Benchmark of batched reading and lazy loop for TTree #360

Moelf · 2024-10-24T10:28:40Z

Moelf
Oct 24, 2024
Maintainer

julia> using UnROOT

julia> function f()
       LazyTree("3148230F-FC33-5240-8EFC-89FF45563A47.root", "Events", r"^Muon_(pt|eta|phi|mass|charge)")
       end

julia> const tt = f();

julia> function g(tt)
           df = tt
           for evt in df
               # trigger I/O
               (; Muon_pt, Muon_eta, Muon_phi, Muon_mass, Muon_charge) = evt
           end
       end

# bacthed reading
julia> @time tt[:];
  2.085207 seconds (124.92 k allocations: 756.121 MiB, 11.99% gc time)

# lazy loop
julia> @time g(tt);
  2.059459 seconds (118.85 k allocations: 529.655 MiB, 5.56% gc time)

import uproot

In [24]: %%time
    ...: with up.open("./3148230F-FC33-5240-8EFC-89FF45563A47.root") as f:
    ...:     df = f["Events"].arrays(filter_name="/Muon_(pt|eta|phi|mass|charge)/")
    ...:
CPU times: user 2.17 s, sys: 49.8 ms, total: 2.22 s
Wall time: 2.16 s

I also tried running

echo 3 | sudo tee /proc/sys/vm/drop_caches

before each timing and don't see significant change:

julia> @time g(tt);
  1.983402 seconds (118.85 k allocations: 529.655 MiB, 3.55% gc time)

julia> @time tt[:];
  2.453485 seconds (124.92 k allocations: 756.121 MiB, 14.48% gc time)

In [24]: %%time
    ...: with up.open("./3148230F-FC33-5240-8EFC-89FF45563A47.root") as f:
    ...:     df = f["Events"].arrays(filter_name="/Muon_(pt|eta|phi|mass|charge)/")
    ...:
CPU times: user 2.17 s, sys: 49.8 ms, total: 2.22 s
Wall time: 2.16 s

I'm curious as to what @jpivarski thinks -- because my time is ~consistent with uproot I'd like to think they're reasonable, but then I don't understand why lazy loop is so fast -- because I also know it has pretty big overhead just from the "check if cache is still valid" overhead, any other benchmark ideas?
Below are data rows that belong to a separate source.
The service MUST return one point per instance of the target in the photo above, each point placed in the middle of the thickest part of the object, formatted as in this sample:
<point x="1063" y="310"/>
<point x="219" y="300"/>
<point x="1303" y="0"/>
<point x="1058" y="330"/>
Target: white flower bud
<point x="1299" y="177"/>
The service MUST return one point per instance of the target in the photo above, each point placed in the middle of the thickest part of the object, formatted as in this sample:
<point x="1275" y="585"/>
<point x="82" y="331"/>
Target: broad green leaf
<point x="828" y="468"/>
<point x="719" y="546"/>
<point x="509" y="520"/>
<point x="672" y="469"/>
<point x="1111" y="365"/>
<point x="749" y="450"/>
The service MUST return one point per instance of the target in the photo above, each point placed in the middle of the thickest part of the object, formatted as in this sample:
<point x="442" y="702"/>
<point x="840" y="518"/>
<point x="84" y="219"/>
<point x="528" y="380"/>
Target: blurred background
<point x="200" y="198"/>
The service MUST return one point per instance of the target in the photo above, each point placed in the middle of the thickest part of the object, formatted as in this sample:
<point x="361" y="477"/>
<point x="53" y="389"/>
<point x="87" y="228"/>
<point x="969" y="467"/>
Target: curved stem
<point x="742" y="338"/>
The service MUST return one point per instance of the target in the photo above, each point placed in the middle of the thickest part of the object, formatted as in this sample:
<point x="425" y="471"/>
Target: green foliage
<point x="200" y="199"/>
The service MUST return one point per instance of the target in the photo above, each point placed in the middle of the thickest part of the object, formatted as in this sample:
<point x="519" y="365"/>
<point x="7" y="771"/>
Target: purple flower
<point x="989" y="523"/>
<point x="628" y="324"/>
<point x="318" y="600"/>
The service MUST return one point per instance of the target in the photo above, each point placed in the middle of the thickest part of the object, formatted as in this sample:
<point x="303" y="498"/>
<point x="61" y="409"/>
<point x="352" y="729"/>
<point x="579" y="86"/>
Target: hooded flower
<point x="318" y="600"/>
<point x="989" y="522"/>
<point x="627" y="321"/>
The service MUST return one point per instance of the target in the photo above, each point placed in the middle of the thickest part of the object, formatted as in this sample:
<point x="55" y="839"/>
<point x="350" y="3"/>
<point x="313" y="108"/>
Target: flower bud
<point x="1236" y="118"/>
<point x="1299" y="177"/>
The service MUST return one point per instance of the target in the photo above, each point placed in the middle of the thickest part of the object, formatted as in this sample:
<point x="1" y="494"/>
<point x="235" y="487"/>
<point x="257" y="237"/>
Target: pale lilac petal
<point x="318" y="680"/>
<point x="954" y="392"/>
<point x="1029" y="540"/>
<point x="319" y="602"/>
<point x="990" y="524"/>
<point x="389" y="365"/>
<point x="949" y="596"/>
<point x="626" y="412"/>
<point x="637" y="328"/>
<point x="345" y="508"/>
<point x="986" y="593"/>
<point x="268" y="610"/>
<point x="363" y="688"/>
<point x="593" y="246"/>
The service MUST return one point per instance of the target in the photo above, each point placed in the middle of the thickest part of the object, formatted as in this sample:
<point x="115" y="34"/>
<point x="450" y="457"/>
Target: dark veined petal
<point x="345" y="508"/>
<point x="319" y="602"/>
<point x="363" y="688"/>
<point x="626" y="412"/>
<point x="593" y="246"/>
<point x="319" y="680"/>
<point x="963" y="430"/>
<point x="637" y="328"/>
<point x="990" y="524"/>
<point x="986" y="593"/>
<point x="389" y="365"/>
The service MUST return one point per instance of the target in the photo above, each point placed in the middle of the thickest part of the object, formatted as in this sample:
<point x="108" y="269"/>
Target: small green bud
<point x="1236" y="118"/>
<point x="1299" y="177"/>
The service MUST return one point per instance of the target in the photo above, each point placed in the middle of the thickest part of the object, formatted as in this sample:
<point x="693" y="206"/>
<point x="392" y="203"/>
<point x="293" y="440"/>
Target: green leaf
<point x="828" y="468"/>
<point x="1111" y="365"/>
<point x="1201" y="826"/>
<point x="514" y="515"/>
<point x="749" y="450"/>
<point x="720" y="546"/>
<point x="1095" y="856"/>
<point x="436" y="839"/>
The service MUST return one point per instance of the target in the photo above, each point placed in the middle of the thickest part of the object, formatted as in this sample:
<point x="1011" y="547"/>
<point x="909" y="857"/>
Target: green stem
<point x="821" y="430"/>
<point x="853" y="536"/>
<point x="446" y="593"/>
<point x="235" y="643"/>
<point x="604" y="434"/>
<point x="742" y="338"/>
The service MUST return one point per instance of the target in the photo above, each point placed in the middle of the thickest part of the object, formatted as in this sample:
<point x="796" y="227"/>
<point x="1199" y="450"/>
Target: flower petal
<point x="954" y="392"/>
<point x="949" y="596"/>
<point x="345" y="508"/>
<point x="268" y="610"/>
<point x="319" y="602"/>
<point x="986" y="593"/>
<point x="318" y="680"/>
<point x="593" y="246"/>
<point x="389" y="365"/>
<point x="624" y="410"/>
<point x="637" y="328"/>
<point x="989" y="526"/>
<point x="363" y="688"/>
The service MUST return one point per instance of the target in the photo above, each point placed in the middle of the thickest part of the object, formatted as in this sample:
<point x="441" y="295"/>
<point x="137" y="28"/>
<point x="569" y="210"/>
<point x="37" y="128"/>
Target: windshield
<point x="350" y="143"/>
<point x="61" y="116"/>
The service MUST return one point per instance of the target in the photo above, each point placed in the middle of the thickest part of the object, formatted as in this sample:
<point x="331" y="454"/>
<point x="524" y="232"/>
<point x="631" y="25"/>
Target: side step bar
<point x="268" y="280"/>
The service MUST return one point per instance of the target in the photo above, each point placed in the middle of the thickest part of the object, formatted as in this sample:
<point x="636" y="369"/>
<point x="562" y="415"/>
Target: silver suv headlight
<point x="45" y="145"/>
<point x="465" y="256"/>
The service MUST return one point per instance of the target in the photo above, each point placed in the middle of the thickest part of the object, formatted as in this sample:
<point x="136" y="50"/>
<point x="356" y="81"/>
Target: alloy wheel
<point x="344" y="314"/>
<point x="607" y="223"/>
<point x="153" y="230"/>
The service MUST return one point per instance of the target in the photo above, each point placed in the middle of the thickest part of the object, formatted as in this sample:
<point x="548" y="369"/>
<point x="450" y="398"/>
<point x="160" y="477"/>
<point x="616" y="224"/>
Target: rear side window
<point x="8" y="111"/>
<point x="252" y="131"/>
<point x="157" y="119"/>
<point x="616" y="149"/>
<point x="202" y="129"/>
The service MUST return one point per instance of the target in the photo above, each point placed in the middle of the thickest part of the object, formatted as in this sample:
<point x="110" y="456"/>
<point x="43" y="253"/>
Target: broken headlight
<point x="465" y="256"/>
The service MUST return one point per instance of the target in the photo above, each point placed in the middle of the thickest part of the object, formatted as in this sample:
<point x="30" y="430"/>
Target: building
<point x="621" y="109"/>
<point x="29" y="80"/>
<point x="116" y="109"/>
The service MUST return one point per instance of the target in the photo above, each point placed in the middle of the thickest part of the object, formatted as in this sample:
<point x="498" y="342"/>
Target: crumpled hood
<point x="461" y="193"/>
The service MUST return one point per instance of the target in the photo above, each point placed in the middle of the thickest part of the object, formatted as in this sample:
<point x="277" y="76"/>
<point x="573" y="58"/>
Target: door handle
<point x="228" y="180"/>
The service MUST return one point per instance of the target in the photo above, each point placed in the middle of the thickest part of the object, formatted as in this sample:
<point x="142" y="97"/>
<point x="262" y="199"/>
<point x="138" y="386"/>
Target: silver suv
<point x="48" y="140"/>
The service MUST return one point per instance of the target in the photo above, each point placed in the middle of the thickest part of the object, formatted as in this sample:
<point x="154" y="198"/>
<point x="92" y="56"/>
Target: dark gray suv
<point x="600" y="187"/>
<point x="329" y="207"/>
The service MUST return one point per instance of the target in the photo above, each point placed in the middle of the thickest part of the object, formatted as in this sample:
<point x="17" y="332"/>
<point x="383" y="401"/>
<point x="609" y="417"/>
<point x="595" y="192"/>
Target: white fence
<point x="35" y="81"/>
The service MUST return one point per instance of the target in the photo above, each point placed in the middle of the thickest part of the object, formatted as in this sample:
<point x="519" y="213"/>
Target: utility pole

jpivarski · 2024-10-24T10:51:57Z

jpivarski
Oct 24, 2024
Collaborator

Laziness can be a performance problem for low-latency networks, but these tests are being performed on local disk, which can respond to many requests for subsets of the data about as fast as one request for all the data, as long as those subsets are reasonably sequential.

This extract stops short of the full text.